For regional 3DSTE strain, previous studies using Doppler strain and 2DSTE in this regard have shown mixed results [1921]. In the current study, the agreement between regional 3DSTE strains and CMR DCE was poor, for instance; strain values were not always close to zero in segments with complete transmural hyperenhancement and were low in non-enhanced segments. This controversy may be due to tethering from adjacent segments and the presence of other pathologies beyond fibrosis contributing to decreased strain, such as LV hypertrophy or hibernation [22]. Adequate alignment of segments between different imaging modalities as well as measurement artefacts and other technical issues such as differences in temporal and spatial resolution and algorithms of quantification may be additional factors. Similarly, CMR DCE is still prone to artefacts which can be falsely interpreted as hyperenhancement, although we used the five standard deviations (5SD) quantitative method which should largely exclude such artefacts. Despite these inaccuracies, some 3DSTE strains, namely circumferential strain and area strain, could differentiate between non-infarcted segments and segments with non-transmural infarction, but also between segments with non-transmural and transmural infarction, which is clinically more important for revascularisation decision. Despite these observations, all parameters had insufficient sensitivity and specificity for a meaningful clinical use.
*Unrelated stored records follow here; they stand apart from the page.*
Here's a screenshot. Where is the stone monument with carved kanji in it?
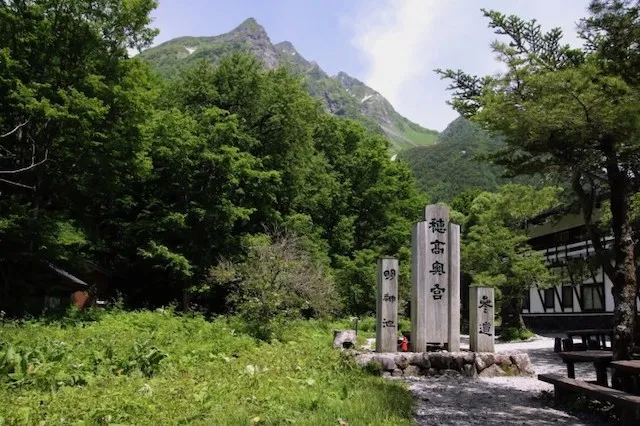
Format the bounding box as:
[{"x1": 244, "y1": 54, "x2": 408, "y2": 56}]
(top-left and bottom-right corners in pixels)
[
  {"x1": 410, "y1": 205, "x2": 461, "y2": 352},
  {"x1": 470, "y1": 286, "x2": 495, "y2": 353},
  {"x1": 376, "y1": 258, "x2": 398, "y2": 353}
]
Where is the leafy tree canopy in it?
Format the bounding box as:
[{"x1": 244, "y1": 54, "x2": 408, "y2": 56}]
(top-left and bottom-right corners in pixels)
[
  {"x1": 456, "y1": 184, "x2": 561, "y2": 330},
  {"x1": 0, "y1": 1, "x2": 426, "y2": 319},
  {"x1": 436, "y1": 0, "x2": 640, "y2": 363}
]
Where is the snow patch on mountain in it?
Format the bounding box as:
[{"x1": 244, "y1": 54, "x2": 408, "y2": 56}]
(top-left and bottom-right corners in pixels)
[{"x1": 361, "y1": 94, "x2": 374, "y2": 104}]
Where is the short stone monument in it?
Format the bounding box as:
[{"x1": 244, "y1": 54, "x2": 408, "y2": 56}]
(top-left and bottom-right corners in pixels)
[
  {"x1": 376, "y1": 258, "x2": 398, "y2": 353},
  {"x1": 470, "y1": 286, "x2": 495, "y2": 353}
]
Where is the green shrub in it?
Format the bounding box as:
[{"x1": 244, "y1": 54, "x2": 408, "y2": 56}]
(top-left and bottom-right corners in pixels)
[
  {"x1": 352, "y1": 316, "x2": 410, "y2": 336},
  {"x1": 499, "y1": 327, "x2": 535, "y2": 342},
  {"x1": 357, "y1": 316, "x2": 376, "y2": 333},
  {"x1": 206, "y1": 232, "x2": 340, "y2": 341}
]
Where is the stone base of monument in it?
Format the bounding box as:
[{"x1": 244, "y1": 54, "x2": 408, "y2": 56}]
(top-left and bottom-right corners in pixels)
[
  {"x1": 353, "y1": 350, "x2": 534, "y2": 378},
  {"x1": 426, "y1": 343, "x2": 448, "y2": 352}
]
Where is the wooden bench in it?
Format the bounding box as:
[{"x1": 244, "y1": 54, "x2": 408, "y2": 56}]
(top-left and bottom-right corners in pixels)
[
  {"x1": 539, "y1": 373, "x2": 640, "y2": 425},
  {"x1": 557, "y1": 350, "x2": 612, "y2": 386},
  {"x1": 611, "y1": 360, "x2": 640, "y2": 394},
  {"x1": 566, "y1": 329, "x2": 612, "y2": 351}
]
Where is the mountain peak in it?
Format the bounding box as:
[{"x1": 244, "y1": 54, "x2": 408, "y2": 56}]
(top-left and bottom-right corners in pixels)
[{"x1": 231, "y1": 17, "x2": 267, "y2": 37}]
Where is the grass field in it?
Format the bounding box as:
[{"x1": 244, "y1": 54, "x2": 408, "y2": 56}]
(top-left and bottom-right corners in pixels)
[
  {"x1": 401, "y1": 127, "x2": 438, "y2": 147},
  {"x1": 0, "y1": 309, "x2": 413, "y2": 425}
]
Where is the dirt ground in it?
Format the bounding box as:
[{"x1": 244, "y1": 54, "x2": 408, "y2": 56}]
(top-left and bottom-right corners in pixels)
[{"x1": 395, "y1": 334, "x2": 615, "y2": 426}]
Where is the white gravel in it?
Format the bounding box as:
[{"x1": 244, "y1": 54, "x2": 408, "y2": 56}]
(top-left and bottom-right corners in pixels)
[{"x1": 396, "y1": 334, "x2": 612, "y2": 426}]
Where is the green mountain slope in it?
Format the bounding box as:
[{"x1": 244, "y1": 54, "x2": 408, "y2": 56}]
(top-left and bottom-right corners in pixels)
[
  {"x1": 398, "y1": 117, "x2": 539, "y2": 203},
  {"x1": 335, "y1": 72, "x2": 438, "y2": 150},
  {"x1": 138, "y1": 18, "x2": 438, "y2": 152}
]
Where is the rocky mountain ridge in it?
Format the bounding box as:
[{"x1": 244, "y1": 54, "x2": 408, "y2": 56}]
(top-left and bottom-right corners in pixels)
[{"x1": 138, "y1": 18, "x2": 438, "y2": 152}]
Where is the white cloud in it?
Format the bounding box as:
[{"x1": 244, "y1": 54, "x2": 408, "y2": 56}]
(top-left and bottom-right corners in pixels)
[
  {"x1": 348, "y1": 0, "x2": 591, "y2": 131},
  {"x1": 349, "y1": 0, "x2": 442, "y2": 110}
]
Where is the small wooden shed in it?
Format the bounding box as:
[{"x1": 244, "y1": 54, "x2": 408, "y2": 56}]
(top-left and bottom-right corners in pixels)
[{"x1": 43, "y1": 263, "x2": 91, "y2": 311}]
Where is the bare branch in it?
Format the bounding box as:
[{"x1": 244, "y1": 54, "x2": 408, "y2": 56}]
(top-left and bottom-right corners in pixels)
[
  {"x1": 564, "y1": 86, "x2": 592, "y2": 124},
  {"x1": 0, "y1": 145, "x2": 13, "y2": 156},
  {"x1": 0, "y1": 120, "x2": 29, "y2": 139},
  {"x1": 0, "y1": 149, "x2": 48, "y2": 175},
  {"x1": 29, "y1": 135, "x2": 36, "y2": 165},
  {"x1": 0, "y1": 178, "x2": 35, "y2": 190}
]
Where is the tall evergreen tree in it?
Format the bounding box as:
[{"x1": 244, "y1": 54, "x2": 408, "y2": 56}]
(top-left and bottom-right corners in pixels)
[{"x1": 437, "y1": 1, "x2": 640, "y2": 366}]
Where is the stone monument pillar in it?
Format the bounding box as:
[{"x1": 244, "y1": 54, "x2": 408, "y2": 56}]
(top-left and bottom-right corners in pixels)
[
  {"x1": 376, "y1": 258, "x2": 398, "y2": 352},
  {"x1": 447, "y1": 223, "x2": 461, "y2": 352},
  {"x1": 470, "y1": 286, "x2": 495, "y2": 353},
  {"x1": 410, "y1": 221, "x2": 428, "y2": 352},
  {"x1": 424, "y1": 205, "x2": 449, "y2": 345}
]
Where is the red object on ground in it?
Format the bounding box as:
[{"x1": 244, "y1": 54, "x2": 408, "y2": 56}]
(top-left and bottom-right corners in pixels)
[{"x1": 400, "y1": 336, "x2": 408, "y2": 352}]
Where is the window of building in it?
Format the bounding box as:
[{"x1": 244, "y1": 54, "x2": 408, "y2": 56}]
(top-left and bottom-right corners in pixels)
[
  {"x1": 582, "y1": 284, "x2": 604, "y2": 311},
  {"x1": 561, "y1": 286, "x2": 574, "y2": 308},
  {"x1": 45, "y1": 295, "x2": 62, "y2": 309},
  {"x1": 544, "y1": 288, "x2": 555, "y2": 309},
  {"x1": 523, "y1": 290, "x2": 530, "y2": 311}
]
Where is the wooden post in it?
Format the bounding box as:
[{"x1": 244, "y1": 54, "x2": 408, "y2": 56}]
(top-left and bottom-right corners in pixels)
[
  {"x1": 376, "y1": 258, "x2": 398, "y2": 353},
  {"x1": 470, "y1": 286, "x2": 495, "y2": 352},
  {"x1": 448, "y1": 223, "x2": 461, "y2": 351},
  {"x1": 411, "y1": 221, "x2": 428, "y2": 352},
  {"x1": 424, "y1": 205, "x2": 449, "y2": 345}
]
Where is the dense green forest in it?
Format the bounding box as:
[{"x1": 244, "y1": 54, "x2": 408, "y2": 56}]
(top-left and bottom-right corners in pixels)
[
  {"x1": 0, "y1": 0, "x2": 426, "y2": 320},
  {"x1": 399, "y1": 117, "x2": 542, "y2": 203}
]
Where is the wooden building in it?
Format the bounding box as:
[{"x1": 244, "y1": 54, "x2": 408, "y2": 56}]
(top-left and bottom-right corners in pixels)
[
  {"x1": 522, "y1": 207, "x2": 640, "y2": 331},
  {"x1": 43, "y1": 263, "x2": 91, "y2": 311},
  {"x1": 1, "y1": 261, "x2": 109, "y2": 316}
]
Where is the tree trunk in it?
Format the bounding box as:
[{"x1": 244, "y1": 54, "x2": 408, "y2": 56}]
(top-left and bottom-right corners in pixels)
[
  {"x1": 500, "y1": 288, "x2": 526, "y2": 330},
  {"x1": 609, "y1": 180, "x2": 637, "y2": 361},
  {"x1": 604, "y1": 144, "x2": 637, "y2": 388},
  {"x1": 182, "y1": 287, "x2": 191, "y2": 312}
]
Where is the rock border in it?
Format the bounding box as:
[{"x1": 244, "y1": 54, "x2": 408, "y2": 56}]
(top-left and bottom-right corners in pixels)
[{"x1": 352, "y1": 350, "x2": 534, "y2": 378}]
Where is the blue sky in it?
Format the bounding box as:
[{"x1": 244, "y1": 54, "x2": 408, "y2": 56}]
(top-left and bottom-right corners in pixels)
[{"x1": 149, "y1": 0, "x2": 591, "y2": 131}]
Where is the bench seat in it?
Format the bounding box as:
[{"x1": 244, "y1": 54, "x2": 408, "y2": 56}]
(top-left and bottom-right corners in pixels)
[{"x1": 538, "y1": 373, "x2": 640, "y2": 425}]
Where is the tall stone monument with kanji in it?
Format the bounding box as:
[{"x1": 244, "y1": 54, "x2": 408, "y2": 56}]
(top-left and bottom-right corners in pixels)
[
  {"x1": 424, "y1": 205, "x2": 449, "y2": 346},
  {"x1": 411, "y1": 205, "x2": 461, "y2": 352},
  {"x1": 376, "y1": 258, "x2": 398, "y2": 353}
]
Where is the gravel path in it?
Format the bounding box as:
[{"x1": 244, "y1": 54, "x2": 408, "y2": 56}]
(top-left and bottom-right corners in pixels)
[{"x1": 398, "y1": 335, "x2": 613, "y2": 426}]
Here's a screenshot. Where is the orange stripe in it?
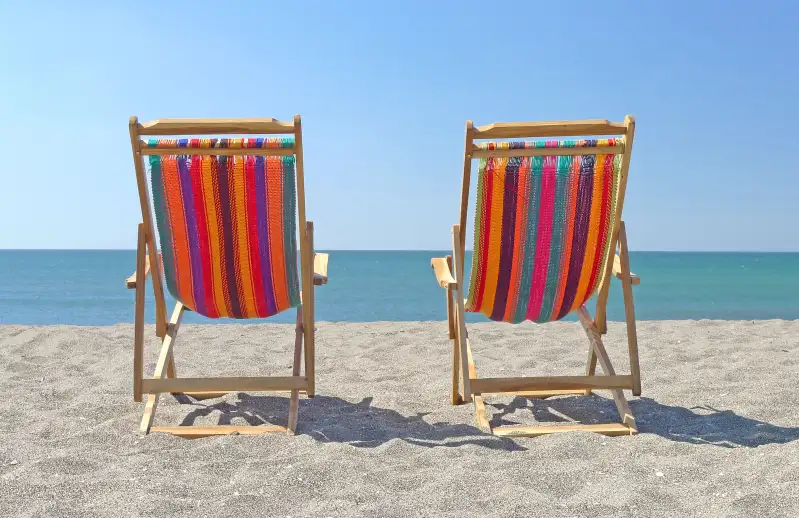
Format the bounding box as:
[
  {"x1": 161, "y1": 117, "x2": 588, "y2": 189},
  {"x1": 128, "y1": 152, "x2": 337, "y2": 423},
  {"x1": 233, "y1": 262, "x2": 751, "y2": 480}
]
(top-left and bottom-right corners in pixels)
[
  {"x1": 503, "y1": 159, "x2": 529, "y2": 322},
  {"x1": 571, "y1": 154, "x2": 606, "y2": 312},
  {"x1": 162, "y1": 157, "x2": 195, "y2": 310},
  {"x1": 201, "y1": 154, "x2": 228, "y2": 317},
  {"x1": 267, "y1": 157, "x2": 289, "y2": 310},
  {"x1": 232, "y1": 156, "x2": 256, "y2": 317},
  {"x1": 481, "y1": 158, "x2": 506, "y2": 317}
]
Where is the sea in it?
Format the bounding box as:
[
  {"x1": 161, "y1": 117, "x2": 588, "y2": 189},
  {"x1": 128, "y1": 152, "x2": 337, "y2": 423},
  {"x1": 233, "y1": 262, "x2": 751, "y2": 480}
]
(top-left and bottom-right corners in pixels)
[{"x1": 0, "y1": 251, "x2": 797, "y2": 325}]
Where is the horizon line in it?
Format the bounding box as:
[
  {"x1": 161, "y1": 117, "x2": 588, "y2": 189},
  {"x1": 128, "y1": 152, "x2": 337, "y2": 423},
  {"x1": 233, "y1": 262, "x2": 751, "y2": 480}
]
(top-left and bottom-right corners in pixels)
[{"x1": 2, "y1": 248, "x2": 799, "y2": 253}]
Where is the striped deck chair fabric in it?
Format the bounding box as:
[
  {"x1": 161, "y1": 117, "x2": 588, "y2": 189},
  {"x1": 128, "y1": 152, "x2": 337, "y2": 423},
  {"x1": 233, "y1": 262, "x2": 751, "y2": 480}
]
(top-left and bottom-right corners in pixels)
[
  {"x1": 146, "y1": 138, "x2": 301, "y2": 319},
  {"x1": 465, "y1": 138, "x2": 623, "y2": 323}
]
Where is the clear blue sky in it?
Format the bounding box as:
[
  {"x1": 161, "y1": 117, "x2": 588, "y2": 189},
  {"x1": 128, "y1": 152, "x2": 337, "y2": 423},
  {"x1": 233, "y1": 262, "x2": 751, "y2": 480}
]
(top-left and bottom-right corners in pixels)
[{"x1": 1, "y1": 1, "x2": 797, "y2": 251}]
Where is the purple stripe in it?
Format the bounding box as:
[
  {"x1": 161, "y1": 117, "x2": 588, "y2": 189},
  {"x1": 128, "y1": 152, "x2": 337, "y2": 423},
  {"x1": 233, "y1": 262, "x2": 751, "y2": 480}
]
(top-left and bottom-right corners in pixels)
[
  {"x1": 490, "y1": 158, "x2": 520, "y2": 321},
  {"x1": 217, "y1": 157, "x2": 243, "y2": 318},
  {"x1": 177, "y1": 157, "x2": 206, "y2": 315},
  {"x1": 557, "y1": 155, "x2": 595, "y2": 319},
  {"x1": 254, "y1": 157, "x2": 276, "y2": 315}
]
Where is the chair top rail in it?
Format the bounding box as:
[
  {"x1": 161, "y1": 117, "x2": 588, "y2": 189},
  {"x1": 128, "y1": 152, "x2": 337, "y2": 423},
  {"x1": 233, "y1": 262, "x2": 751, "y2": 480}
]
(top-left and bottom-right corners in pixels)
[
  {"x1": 137, "y1": 117, "x2": 296, "y2": 136},
  {"x1": 473, "y1": 119, "x2": 627, "y2": 140}
]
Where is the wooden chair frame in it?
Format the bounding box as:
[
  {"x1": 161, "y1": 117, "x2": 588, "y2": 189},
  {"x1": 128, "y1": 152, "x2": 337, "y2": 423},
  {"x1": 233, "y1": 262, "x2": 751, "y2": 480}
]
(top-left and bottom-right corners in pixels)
[
  {"x1": 125, "y1": 116, "x2": 328, "y2": 438},
  {"x1": 431, "y1": 117, "x2": 642, "y2": 437}
]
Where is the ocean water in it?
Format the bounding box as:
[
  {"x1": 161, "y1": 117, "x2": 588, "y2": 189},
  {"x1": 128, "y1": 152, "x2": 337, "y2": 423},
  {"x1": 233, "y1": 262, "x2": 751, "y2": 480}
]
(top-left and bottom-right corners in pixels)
[{"x1": 0, "y1": 251, "x2": 797, "y2": 325}]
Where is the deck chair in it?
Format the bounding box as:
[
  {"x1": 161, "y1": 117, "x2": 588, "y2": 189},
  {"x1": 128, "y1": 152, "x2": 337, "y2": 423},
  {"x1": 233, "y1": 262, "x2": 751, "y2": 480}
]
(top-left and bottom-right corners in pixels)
[
  {"x1": 125, "y1": 116, "x2": 329, "y2": 438},
  {"x1": 431, "y1": 117, "x2": 641, "y2": 438}
]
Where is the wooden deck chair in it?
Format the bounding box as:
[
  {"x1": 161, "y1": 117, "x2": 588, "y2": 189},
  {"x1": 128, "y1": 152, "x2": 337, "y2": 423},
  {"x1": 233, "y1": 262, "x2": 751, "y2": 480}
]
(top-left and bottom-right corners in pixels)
[
  {"x1": 125, "y1": 116, "x2": 329, "y2": 438},
  {"x1": 431, "y1": 117, "x2": 641, "y2": 438}
]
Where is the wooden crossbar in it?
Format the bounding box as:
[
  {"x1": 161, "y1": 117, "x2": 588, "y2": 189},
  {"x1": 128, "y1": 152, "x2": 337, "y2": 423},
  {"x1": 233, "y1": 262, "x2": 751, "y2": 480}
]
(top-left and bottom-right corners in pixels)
[
  {"x1": 150, "y1": 425, "x2": 287, "y2": 439},
  {"x1": 139, "y1": 145, "x2": 295, "y2": 156},
  {"x1": 142, "y1": 376, "x2": 308, "y2": 394},
  {"x1": 492, "y1": 423, "x2": 635, "y2": 438},
  {"x1": 470, "y1": 375, "x2": 634, "y2": 395},
  {"x1": 473, "y1": 120, "x2": 627, "y2": 139},
  {"x1": 471, "y1": 144, "x2": 625, "y2": 158},
  {"x1": 137, "y1": 118, "x2": 295, "y2": 135}
]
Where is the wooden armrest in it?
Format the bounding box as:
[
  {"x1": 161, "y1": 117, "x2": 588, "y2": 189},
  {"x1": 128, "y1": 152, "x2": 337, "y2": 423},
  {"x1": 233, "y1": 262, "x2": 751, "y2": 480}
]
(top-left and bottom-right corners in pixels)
[
  {"x1": 612, "y1": 255, "x2": 640, "y2": 285},
  {"x1": 126, "y1": 254, "x2": 151, "y2": 289},
  {"x1": 431, "y1": 257, "x2": 456, "y2": 288},
  {"x1": 314, "y1": 253, "x2": 329, "y2": 286}
]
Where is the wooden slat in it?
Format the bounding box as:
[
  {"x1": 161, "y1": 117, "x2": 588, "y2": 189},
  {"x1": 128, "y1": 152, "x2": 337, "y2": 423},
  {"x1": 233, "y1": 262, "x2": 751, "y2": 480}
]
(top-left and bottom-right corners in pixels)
[
  {"x1": 140, "y1": 302, "x2": 185, "y2": 434},
  {"x1": 142, "y1": 376, "x2": 307, "y2": 394},
  {"x1": 471, "y1": 375, "x2": 633, "y2": 394},
  {"x1": 139, "y1": 146, "x2": 295, "y2": 156},
  {"x1": 137, "y1": 118, "x2": 294, "y2": 136},
  {"x1": 472, "y1": 144, "x2": 624, "y2": 158},
  {"x1": 482, "y1": 389, "x2": 588, "y2": 398},
  {"x1": 431, "y1": 257, "x2": 456, "y2": 288},
  {"x1": 474, "y1": 119, "x2": 627, "y2": 139},
  {"x1": 179, "y1": 392, "x2": 231, "y2": 400},
  {"x1": 492, "y1": 423, "x2": 635, "y2": 438},
  {"x1": 151, "y1": 425, "x2": 287, "y2": 439}
]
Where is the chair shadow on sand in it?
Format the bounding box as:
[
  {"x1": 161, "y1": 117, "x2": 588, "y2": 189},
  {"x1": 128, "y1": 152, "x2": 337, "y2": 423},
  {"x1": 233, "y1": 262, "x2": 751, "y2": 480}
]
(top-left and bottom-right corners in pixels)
[
  {"x1": 175, "y1": 393, "x2": 526, "y2": 451},
  {"x1": 488, "y1": 394, "x2": 799, "y2": 448},
  {"x1": 174, "y1": 392, "x2": 799, "y2": 449}
]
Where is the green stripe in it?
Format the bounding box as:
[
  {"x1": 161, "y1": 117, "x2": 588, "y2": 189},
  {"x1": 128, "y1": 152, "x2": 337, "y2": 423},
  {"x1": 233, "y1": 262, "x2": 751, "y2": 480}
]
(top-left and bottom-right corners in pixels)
[
  {"x1": 465, "y1": 158, "x2": 488, "y2": 310},
  {"x1": 512, "y1": 156, "x2": 543, "y2": 323},
  {"x1": 282, "y1": 156, "x2": 301, "y2": 307},
  {"x1": 147, "y1": 156, "x2": 178, "y2": 298},
  {"x1": 536, "y1": 156, "x2": 571, "y2": 322}
]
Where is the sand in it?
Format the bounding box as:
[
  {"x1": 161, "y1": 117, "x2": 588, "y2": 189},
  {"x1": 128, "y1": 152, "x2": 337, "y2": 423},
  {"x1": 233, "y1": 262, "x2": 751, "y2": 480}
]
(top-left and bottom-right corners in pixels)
[{"x1": 1, "y1": 319, "x2": 798, "y2": 517}]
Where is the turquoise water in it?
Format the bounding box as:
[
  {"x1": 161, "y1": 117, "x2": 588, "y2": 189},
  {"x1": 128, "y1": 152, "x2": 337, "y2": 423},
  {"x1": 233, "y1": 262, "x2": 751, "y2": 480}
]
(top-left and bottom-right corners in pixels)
[{"x1": 0, "y1": 251, "x2": 797, "y2": 325}]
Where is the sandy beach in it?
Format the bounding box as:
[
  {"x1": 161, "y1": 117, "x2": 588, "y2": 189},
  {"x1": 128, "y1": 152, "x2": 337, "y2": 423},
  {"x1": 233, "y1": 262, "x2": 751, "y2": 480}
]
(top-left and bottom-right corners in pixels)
[{"x1": 1, "y1": 319, "x2": 798, "y2": 517}]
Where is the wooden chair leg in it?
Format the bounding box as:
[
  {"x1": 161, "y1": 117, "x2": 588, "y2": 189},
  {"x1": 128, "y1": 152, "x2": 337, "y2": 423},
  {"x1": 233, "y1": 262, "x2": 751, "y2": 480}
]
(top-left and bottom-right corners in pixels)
[
  {"x1": 583, "y1": 346, "x2": 598, "y2": 396},
  {"x1": 287, "y1": 307, "x2": 304, "y2": 435},
  {"x1": 450, "y1": 292, "x2": 462, "y2": 405},
  {"x1": 465, "y1": 339, "x2": 490, "y2": 430},
  {"x1": 451, "y1": 225, "x2": 472, "y2": 403},
  {"x1": 140, "y1": 303, "x2": 185, "y2": 435},
  {"x1": 133, "y1": 224, "x2": 146, "y2": 403},
  {"x1": 577, "y1": 307, "x2": 637, "y2": 432},
  {"x1": 304, "y1": 221, "x2": 316, "y2": 398},
  {"x1": 166, "y1": 356, "x2": 177, "y2": 379},
  {"x1": 453, "y1": 292, "x2": 472, "y2": 403},
  {"x1": 618, "y1": 222, "x2": 641, "y2": 396}
]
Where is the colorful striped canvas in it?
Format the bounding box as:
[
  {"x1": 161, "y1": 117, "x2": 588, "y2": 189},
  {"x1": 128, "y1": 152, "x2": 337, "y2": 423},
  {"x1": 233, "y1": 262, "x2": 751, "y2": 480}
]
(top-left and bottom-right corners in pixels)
[
  {"x1": 146, "y1": 138, "x2": 301, "y2": 319},
  {"x1": 465, "y1": 138, "x2": 624, "y2": 324}
]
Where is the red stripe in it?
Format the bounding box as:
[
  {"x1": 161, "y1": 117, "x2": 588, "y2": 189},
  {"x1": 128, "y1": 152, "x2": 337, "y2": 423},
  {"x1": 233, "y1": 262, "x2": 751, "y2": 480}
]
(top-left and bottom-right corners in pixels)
[
  {"x1": 245, "y1": 156, "x2": 267, "y2": 316},
  {"x1": 190, "y1": 155, "x2": 218, "y2": 318}
]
3DSTE strain and detection of myocardial pathology

It is well established that the longitudinal myocardial mechanics are mainly governed by the subendocardial longitudinally arranged fibres and the circumferential mechanics are mainly dependent on the midmyocardial circumferentially arranged fibres [23]. Likewise, in myocardial infarction, DCE consistently involves the subendocardial layer with variable transmural extension, whereas it characteristically appears as intramyocardial midwall hyperenhancement in about one third of non-ischaemic cardiomyopathy [24]. Accordingly, it would be expected to find a difference in different types of 3D strains, particularly in longitudinal strain, in patients with versus patients without ischaemic LV dysfunction. However, in the current study, this was not established. This can be explained by the finding that a non-specific early decrease in LV longitudinal function through impairment of the subendocardial layer may occur in non-ischaemic cardiomyopathy as well [16, 25, 26]. Of note, since myocardial layers are variably affected by different disease processes, multi-layered assessment may be more useful. Previous studies using 2DSTE demonstrated better accuracy for the multilayer assessment compared with the assessment of the full wall thickness [19]. To date, only full thickness wall assessment is available with 3DSTE.

Limitations

Current limitations of 3DSTE are the relatively low spatial and temporal resolution and unreliable acquisition in the presence of ab irregular heart rhythm, which lead to limited feasibility. In addition, the current lack of standardisation among different ultrasound machines and software packages provided by different vendors may preclude generalisation of our results [27]. However, two commonly used 3DSTE vendors had the same negative results [17, 18]. Although 3DSTE strain has been validated against CMR tagging [12], there is no true non-invasive reference technique to validate regional ventricular function, so its accuracy cannot currently be adequately established. A study to analyse the prognostic impact of both modalities, and to investigate the incremental value of 3D strain and percentage enhanced LV mass, compared with LVEF, for predicting future major cardiovascular events particularly in patients with ischaemic heart disease is therefore strongly recommended [28].

Conclusion

3DSTE-derived LV volumes are underestimated compared with CMR, while measurement of LVEF revealed excellent accuracy. Functional impairment by 3DSTE strain does not correlate well with scar localisation or extent by CMR. In addition, 3DSTE strain could not differentiate between ischaemic and non-ischaemic LV dysfunction. Future studies will need to clarify whether 3DSTE strain and CMR DCE can provide incremental value to the prediction of future cardiovascular events.